I recently finished reading a book that I still can’t stop thinking about. It’s called Maybe You Should Talk to Someone and it’s been on my mind for weeks. From the beginning, I was hooked and looked forward to going to bed early so I could read just a few more pages. The author, Lori Gottlieb, is a therapist who describes her interaction with four different patients she is treating while also discussing her experience seeing a therapist herself. The author is candid in her treatment approach and so insightful and relatable as she sees her own therapist and wonders what he’s thinking. Does he like her? Does he approve of her choices?
If you’ve ever wondered what a therapist, or really any clinician, is thinking, this book is enlightening. Gottlieb describes the four patients as a a young woman who keeps getting into relationships with the wrong men, a pompous and unbearable Hollywood producer who doesn’t know why he’s there in the first place, a young woman who recently got married and was subsequently diagnosed with terminal cancer, and a senior citizen who decided that if her life doesn’t improve by her next birthday, she’s ending it.
The conversations in the book are so vulnerable and thought-provoking; you will see yourself in these stories. So many of their feelings are universal and thoughts that have run through my own mind. I loved reading about how a therapist sees personal issues like finding meaning in one’s life, moving past regret, loneliness, facing one’s own mortality and so much more. In so many cases, people continue to behave in a similar way throughout their life and go in circles without ever understanding the pattern. Hearing her approach was like eavesdropping on her therapy sessions but without all the guilt.

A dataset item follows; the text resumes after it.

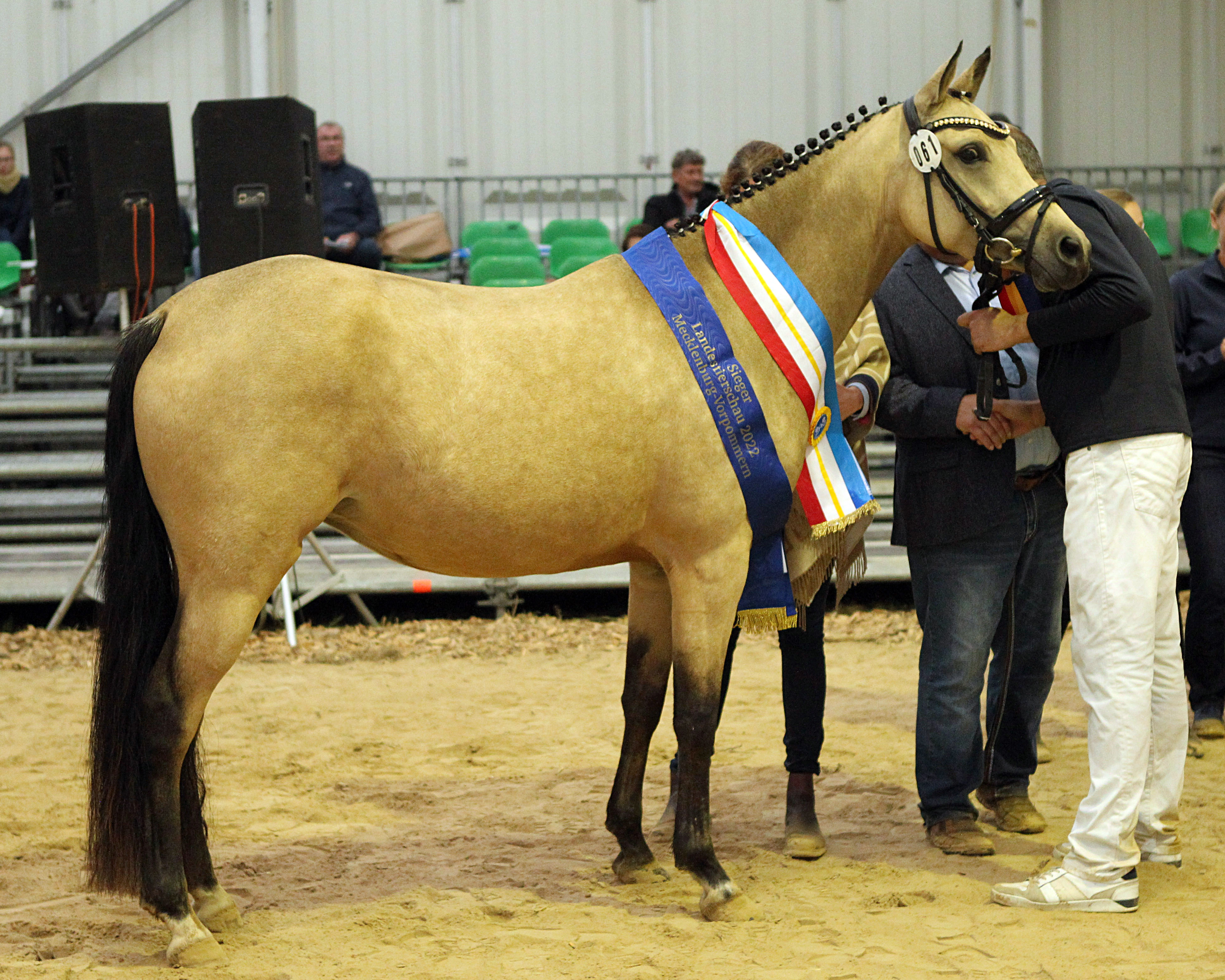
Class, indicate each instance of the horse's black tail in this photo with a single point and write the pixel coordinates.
(140, 593)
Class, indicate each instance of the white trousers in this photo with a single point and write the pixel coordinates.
(1121, 532)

As I was reading, I drew parallels with my own life and looked at some of the decisions I’ve made in a new light. It made me think back and reevaluate my impression of certain situations or people. We never really know what someone is going through and this book in particular describes the outward behaviors that may camouflage what is happening beneath the surface. Lately, i’ve been eye rolling at many of the popular self-help books but this book feels different. I’d love to hear your thoughts if you’ve read Maybe You Should Talk to Someone already. What do you think?
Here are a few quotes that are worth repeating:
“Our younger selves think in terms of a beginning, middle, and some kind of resolution. But somewhere along the way – perhaps in the middle – we realize that everyone lives with things that may not get worked out. That the middle has to be the resolution, and how we make meaning of it becomes our task.”

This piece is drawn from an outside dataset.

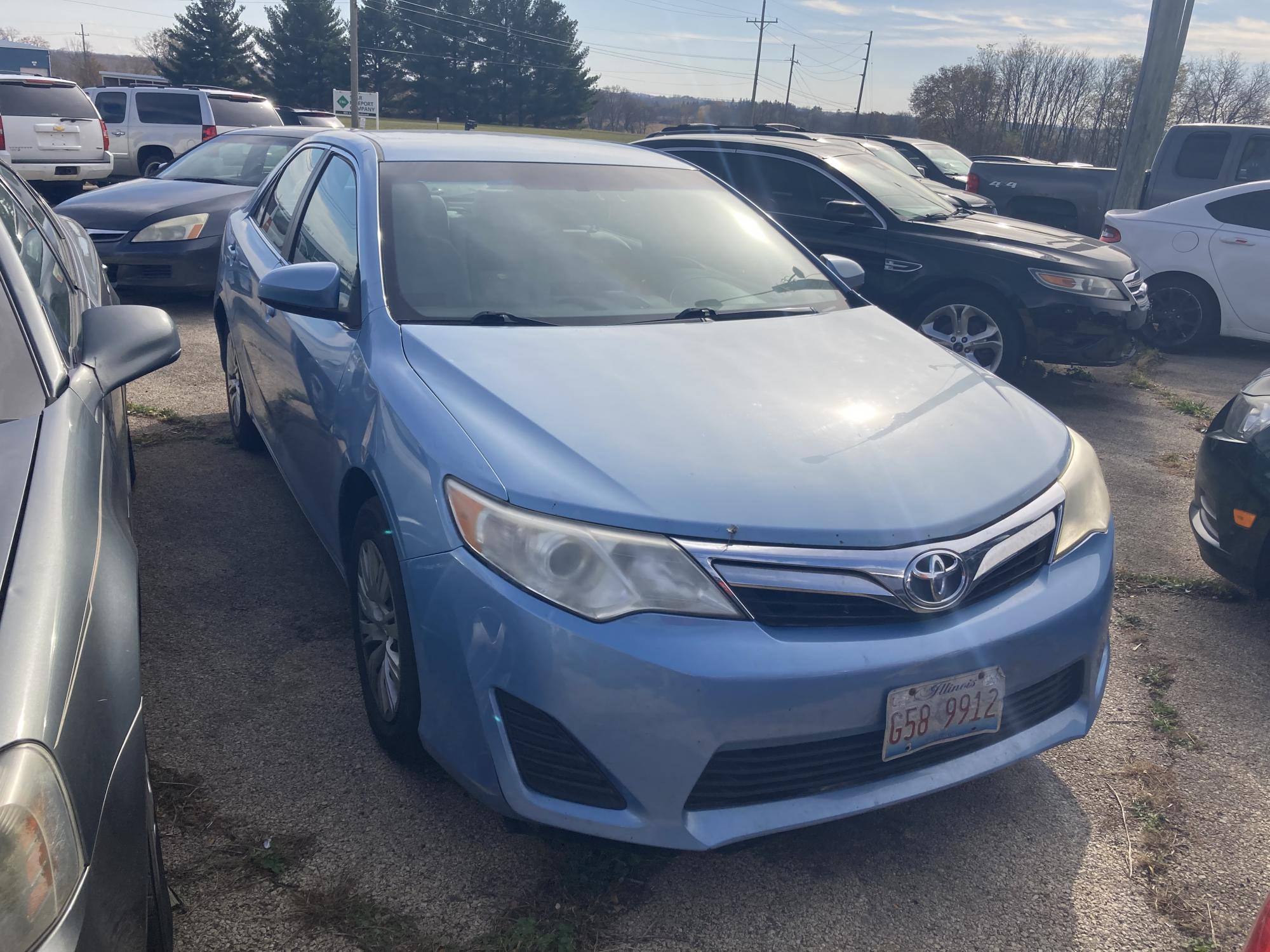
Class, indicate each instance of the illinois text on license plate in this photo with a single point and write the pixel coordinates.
(949, 709)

“The more you welcome your vulnerability,” Wendell had said, “the less afraid you’ll feel.”
“I thought about how many people avoid trying for things they really want in life because it’s more painful to get close to the goal but not achieve it than not to have taken the chance in the first place.”
“Wendell once pointed out that we talk to ourselves more than we’ll talk to any other person over the course of our lives but that our words aren’t always kind or true or helpful – or even respectful. Most of what we say to ourselves we’d ever say to people we love or care about, like our friends or children. In therapy, we learn to pay close attention to those voices in our heads so that we can learn a better way to communicate with ourselves.”

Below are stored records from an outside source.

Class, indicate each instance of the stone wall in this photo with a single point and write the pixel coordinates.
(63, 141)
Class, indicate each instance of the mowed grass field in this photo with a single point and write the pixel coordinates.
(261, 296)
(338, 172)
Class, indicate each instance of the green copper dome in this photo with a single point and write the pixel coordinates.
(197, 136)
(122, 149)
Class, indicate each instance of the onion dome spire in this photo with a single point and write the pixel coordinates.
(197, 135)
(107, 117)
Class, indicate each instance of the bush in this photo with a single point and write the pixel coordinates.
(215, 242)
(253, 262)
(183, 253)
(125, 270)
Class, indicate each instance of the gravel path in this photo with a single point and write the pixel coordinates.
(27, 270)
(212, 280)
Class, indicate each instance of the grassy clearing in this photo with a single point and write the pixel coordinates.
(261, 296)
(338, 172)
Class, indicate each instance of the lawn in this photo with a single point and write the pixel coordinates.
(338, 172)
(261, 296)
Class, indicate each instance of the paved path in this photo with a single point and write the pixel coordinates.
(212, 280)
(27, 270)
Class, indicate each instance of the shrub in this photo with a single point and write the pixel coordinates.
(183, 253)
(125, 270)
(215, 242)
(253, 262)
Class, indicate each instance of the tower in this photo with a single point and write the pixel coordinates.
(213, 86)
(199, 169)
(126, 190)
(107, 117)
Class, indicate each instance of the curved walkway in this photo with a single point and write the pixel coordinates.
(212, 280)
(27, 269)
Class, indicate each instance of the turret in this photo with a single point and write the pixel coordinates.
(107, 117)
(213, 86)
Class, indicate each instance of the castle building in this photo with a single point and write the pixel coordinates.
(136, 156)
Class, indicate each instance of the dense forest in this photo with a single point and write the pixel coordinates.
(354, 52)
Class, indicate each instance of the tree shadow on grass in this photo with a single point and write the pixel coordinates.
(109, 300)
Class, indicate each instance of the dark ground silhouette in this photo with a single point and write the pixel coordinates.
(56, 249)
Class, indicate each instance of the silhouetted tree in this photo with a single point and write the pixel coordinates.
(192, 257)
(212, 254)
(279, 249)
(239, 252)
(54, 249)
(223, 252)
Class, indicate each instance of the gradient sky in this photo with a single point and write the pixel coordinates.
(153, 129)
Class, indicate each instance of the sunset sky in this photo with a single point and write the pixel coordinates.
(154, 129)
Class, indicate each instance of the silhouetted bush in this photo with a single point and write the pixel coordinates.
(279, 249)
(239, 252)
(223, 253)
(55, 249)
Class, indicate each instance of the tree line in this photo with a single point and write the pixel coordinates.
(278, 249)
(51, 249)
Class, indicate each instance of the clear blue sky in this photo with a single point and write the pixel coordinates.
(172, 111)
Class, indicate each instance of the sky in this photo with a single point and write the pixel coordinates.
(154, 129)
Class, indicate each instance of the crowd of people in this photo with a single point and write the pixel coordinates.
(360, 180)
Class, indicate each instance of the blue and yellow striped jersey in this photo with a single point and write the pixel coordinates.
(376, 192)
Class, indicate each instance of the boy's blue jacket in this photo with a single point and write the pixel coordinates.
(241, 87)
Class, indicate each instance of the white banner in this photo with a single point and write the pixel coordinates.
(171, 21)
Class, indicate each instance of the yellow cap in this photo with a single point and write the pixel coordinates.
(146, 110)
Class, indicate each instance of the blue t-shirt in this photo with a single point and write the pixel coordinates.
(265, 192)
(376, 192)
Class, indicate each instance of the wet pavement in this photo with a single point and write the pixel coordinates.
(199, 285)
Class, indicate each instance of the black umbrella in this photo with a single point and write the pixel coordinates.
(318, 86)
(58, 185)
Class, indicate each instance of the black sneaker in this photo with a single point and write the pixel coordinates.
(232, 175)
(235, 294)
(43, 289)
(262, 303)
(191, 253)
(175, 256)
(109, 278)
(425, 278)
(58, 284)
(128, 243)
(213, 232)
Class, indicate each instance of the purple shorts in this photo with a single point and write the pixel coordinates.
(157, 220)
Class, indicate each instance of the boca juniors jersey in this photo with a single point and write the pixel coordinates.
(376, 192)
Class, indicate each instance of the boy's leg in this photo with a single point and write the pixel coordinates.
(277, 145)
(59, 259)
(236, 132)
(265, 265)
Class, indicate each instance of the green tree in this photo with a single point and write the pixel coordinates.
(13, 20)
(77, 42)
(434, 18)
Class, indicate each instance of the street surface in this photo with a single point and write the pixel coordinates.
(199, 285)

“I remember how I both loved and hated Wendell for saying that. It’s like when somebody finally has the guts to tell you that you have a problem and you feel both defensive and relieved that this person is telling it like it is. That’s the delicate work that therapists do. Wendell and I worked on my grief but also my self-imprisonment. And we did it together – it wasn’t all me. Therapy can only work if it’s a joint endeavor.”